Remember that moment when you realized your parents weren’t saints? That your relatives were maybe all drunks? The time you tried to tell a loved one your deepest fears? Or your closest cousin said the guy you loved was a loser? You’ll be reliving all those salient moments of your maturation while taking in this new Ferrante book.
In this one quick comment from her aunt, the young, fragile narrator is not only deprived of the succor typically afforded by an important adult relationship in her life, but she is told that her father—whom she thinks of as a sensitive intellectual—is so callous as not to care about this particular secret, which will ultimately devastate Giovanna’s household.
It’s a salient, unflinching Ferrantian moment. But one that’s unfortunately dimmed by the nature of the book’s main character, which is to say Giovanna. I don’t find Giovanna quite as sympathetic as Olga, say, or even Elena in the Neapolitan series, though all three are bookish female characters who clash one way or another with men or the world men created. She’s also less sympathetic than another young teenage protagonist in recent Italian fiction: the narrator of Donatella Di Pietrantonio’s A Girl Returned (also translated by Goldstein and also published by Ferrante’s publishing house). This dampened the appeal of the book somewhat for me.

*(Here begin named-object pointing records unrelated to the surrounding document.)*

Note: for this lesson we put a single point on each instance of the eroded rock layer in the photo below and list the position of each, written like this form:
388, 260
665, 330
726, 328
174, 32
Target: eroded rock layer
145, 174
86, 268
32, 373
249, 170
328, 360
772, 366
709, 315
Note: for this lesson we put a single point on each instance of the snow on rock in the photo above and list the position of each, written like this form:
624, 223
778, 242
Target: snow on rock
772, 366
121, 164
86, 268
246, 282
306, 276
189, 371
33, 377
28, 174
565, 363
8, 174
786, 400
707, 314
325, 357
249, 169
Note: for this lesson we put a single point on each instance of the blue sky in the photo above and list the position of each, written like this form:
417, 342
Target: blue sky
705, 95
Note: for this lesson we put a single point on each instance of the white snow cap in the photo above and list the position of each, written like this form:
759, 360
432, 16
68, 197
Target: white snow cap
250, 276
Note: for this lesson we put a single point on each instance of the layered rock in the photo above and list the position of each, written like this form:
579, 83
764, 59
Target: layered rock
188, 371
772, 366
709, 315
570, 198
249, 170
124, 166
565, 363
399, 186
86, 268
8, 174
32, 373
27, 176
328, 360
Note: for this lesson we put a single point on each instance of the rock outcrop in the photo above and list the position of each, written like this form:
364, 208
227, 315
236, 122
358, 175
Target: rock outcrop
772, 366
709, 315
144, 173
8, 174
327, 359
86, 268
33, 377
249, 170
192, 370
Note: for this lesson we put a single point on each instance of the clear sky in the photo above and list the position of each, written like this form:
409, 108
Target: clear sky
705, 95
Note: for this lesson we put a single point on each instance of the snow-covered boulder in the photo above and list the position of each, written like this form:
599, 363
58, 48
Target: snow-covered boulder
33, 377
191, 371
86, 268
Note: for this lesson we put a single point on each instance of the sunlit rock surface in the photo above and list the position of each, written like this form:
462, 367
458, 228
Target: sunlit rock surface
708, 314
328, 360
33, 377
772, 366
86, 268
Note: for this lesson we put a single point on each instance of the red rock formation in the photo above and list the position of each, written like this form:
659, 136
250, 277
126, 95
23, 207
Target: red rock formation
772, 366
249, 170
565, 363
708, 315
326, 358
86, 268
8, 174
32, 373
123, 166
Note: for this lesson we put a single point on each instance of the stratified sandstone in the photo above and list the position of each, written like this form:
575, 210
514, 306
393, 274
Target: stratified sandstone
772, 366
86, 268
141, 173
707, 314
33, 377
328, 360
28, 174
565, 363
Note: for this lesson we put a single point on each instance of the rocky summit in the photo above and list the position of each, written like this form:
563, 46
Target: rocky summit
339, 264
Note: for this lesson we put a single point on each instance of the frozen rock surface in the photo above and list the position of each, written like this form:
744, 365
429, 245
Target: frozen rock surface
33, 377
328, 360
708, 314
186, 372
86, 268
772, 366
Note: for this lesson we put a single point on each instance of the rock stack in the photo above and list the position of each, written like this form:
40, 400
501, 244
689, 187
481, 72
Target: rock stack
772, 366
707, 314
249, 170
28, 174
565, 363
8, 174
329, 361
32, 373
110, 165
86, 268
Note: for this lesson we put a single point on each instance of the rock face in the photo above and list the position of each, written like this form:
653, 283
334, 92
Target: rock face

Some of the plot also strains credulity. At the outset, the girl is embarking on her early teenage years and by book’s end, she’s hardly much older. Yet she comes and goes from home as she sees fit, traveling twice from Naples to Milan without her parents and without, say, a school chaperone or trusted relative. I suppose part of this freedom can be chalked up to the turmoil stemming from the book’s second schism.
There’s also a promising but underexploited subplot involving a charismatic man who’s deeply religious. Giovanna swoons over him, and Ferrante effectively conveys a dynamic that isn’t simply that of a young girl meeting an older, alluring man but rather of the frisson new acquaintances can stimulate. Yet I was maybe expecting a bit more from this.
Similarly, the book’s conclusion feels vaguely unsatisfying, perhaps because Ferrante is such a good storyteller and she drills down on themes that are, again, sticky, all of which lead me to expect more. It’s almost as if a final chapter were lopped off during the editing process. The last scene certainly signals Giovanna is growing up, entering the woefully mendacious world of adults. But the conclusion neither ties up narrative strands nor deliberately leaves things unresolved to reflect the sense of flux that permeates adult life.
I say all this full-well knowing that Anglophone Ferrante fans will seek out the new book, come September (and I am recommending as much myself). In fact, I’ll be cheered by any reader who picks up this work of translated Italian fiction. Besides, it’s always entertaining to see what Ferrante will produce when she mixes women, men, love, discomfort and growing pains together.